Re: [PATCH v2 02/23] sched/cache: Record per-LLC utilization to guide cache-aware scheduling decisions

From: Chen, Yu C
Date: Wed Dec 10 2025 - 18:58:37 EST


On 12/11/2025 12:13 AM, Peter Zijlstra wrote:
On Wed, Dec 10, 2025 at 11:02:39PM +0900, Chen, Yu C wrote:
On 12/9/2025 8:21 PM, Peter Zijlstra wrote:
On Wed, Dec 03, 2025 at 03:07:21PM -0800, Tim Chen wrote:

diff --git a/include/linux/sched/topology.h b/include/linux/sched/topology.h
index bbcfdf12aa6e..0ba4697d74ba 100644
--- a/include/linux/sched/topology.h
+++ b/include/linux/sched/topology.h
@@ -68,6 +68,10 @@ struct sched_domain_shared {
atomic_t nr_busy_cpus;
int has_idle_cores;
int nr_idle_scan;
+#ifdef CONFIG_SCHED_CACHE
+ unsigned long util_avg;
+ unsigned long capacity ____cacheline_aligned_in_smp;

This cacheline annotation confuses me, see below.

+#endif
};
struct sched_domain {
diff --git a/kernel/sched/fair.c b/kernel/sched/fair.c
index cb82f558dc5b..b9f336300f14 100644
--- a/kernel/sched/fair.c
+++ b/kernel/sched/fair.c
@@ -9622,6 +9622,29 @@ static inline int task_is_ineligible_on_dst_cpu(struct task_struct *p, int dest_
return 0;
}
+#ifdef CONFIG_SCHED_CACHE
+/* Called from load balancing paths with rcu_read_lock held */
+static __maybe_unused bool get_llc_stats(int cpu, unsigned long *util,
+ unsigned long *cap)
+{
+ struct sched_domain_shared *sd_share;
+
+ sd_share = rcu_dereference(per_cpu(sd_llc_shared, cpu));
+ if (!sd_share)
+ return false;
+
+ *util = READ_ONCE(sd_share->util_avg);
+ *cap = READ_ONCE(sd_share->capacity);

You placed capacity on a separate line, forcing the above to be 2
distinct lines. That seems... sub-optimal?

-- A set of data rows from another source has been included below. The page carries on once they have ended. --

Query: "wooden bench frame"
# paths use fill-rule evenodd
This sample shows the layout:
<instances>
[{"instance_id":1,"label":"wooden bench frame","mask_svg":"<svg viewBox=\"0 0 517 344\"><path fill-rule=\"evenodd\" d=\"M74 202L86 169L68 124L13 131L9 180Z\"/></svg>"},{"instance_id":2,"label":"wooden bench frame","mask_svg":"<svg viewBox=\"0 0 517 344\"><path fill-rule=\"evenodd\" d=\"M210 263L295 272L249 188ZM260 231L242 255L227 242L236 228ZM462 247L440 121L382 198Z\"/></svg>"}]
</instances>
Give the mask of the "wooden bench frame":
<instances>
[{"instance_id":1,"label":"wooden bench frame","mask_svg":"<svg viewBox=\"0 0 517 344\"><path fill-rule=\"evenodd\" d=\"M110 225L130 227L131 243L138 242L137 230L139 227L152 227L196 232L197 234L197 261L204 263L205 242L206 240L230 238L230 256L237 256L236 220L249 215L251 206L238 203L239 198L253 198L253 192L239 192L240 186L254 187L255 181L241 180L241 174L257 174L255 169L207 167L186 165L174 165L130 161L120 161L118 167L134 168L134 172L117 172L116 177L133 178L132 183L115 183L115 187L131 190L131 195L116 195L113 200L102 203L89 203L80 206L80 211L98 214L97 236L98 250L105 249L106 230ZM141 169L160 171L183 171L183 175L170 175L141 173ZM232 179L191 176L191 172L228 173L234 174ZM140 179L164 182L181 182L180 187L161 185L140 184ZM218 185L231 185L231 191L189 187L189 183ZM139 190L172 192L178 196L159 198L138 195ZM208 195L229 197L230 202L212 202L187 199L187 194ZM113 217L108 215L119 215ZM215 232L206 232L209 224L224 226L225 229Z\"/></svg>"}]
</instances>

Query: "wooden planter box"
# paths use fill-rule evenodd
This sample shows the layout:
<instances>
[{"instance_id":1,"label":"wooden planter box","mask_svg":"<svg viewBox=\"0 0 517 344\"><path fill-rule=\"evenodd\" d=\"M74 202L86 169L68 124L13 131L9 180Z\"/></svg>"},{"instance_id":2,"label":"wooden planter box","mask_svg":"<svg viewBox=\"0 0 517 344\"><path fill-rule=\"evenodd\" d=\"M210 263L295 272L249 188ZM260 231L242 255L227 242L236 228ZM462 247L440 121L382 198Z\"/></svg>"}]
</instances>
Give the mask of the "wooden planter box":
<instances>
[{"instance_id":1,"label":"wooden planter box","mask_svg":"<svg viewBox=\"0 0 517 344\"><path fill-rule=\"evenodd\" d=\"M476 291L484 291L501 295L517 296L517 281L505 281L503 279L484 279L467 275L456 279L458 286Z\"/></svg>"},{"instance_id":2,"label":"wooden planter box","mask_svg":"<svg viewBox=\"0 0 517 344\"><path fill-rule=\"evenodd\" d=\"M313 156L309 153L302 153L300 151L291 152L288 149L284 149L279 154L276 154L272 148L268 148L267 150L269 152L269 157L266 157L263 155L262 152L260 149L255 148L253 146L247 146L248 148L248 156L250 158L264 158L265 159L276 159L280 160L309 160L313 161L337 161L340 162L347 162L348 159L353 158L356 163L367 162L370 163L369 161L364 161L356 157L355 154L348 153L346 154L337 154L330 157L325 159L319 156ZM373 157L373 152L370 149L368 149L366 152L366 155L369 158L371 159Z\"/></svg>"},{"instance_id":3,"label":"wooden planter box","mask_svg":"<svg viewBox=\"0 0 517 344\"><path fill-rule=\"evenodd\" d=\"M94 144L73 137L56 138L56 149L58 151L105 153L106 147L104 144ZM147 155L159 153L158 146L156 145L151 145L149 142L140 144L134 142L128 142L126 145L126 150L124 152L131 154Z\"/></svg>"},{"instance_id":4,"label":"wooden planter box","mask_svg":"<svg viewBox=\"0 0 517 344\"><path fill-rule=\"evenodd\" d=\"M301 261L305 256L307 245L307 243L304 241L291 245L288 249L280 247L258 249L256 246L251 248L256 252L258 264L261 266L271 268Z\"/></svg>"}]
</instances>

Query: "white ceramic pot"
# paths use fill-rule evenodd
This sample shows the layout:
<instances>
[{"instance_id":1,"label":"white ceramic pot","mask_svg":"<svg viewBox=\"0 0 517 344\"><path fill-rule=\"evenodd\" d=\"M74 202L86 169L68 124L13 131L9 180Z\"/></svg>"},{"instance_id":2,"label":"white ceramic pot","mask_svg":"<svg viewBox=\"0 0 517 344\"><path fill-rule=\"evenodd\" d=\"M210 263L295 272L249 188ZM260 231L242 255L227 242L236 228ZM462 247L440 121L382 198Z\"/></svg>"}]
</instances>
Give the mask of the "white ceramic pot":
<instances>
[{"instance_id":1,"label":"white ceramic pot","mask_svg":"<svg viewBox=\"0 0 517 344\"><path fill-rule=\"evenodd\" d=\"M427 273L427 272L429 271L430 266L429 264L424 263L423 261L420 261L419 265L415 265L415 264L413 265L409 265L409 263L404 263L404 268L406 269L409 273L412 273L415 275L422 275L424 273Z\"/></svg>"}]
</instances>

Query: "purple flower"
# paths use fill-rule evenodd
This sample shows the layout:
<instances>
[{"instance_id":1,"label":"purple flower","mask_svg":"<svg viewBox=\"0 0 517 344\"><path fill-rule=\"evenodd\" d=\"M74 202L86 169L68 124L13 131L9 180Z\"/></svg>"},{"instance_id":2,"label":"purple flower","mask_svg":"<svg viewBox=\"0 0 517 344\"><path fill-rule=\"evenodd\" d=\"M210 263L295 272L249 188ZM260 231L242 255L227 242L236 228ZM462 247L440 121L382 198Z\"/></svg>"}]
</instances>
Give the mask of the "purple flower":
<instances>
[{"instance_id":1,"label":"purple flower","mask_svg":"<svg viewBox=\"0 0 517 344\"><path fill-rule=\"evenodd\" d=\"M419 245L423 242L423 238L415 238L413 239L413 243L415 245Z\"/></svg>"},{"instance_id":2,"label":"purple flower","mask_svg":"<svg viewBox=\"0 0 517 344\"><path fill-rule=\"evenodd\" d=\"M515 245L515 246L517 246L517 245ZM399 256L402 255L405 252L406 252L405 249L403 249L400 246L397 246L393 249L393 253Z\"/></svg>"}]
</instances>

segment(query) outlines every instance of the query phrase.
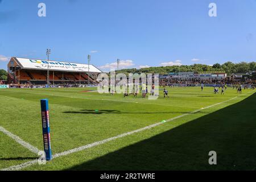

The reason capacity was placed in a separate cache line
is that writes to capacity are not very frequent(cpu hotplug
should not happen too-frequently), while writes to util_avg
tend to be relatively frequent(changes frequently).
If capacity and util_avg were placed in the same cache line,
I’m thinking writes to util_avg might invalidate the entire
cache line. This could potentially cause cache misses when
capacity is read elsewhere, which might lead to false sharing?

But its introduced here and already read/written together. Is this not
premature optimization?

I see, since they are read together, there could be a pre-load of
adjacent cachelines I suppose, I'll remove this cache alignment and
check if there is any performance impact.

Thanks,
Chenyu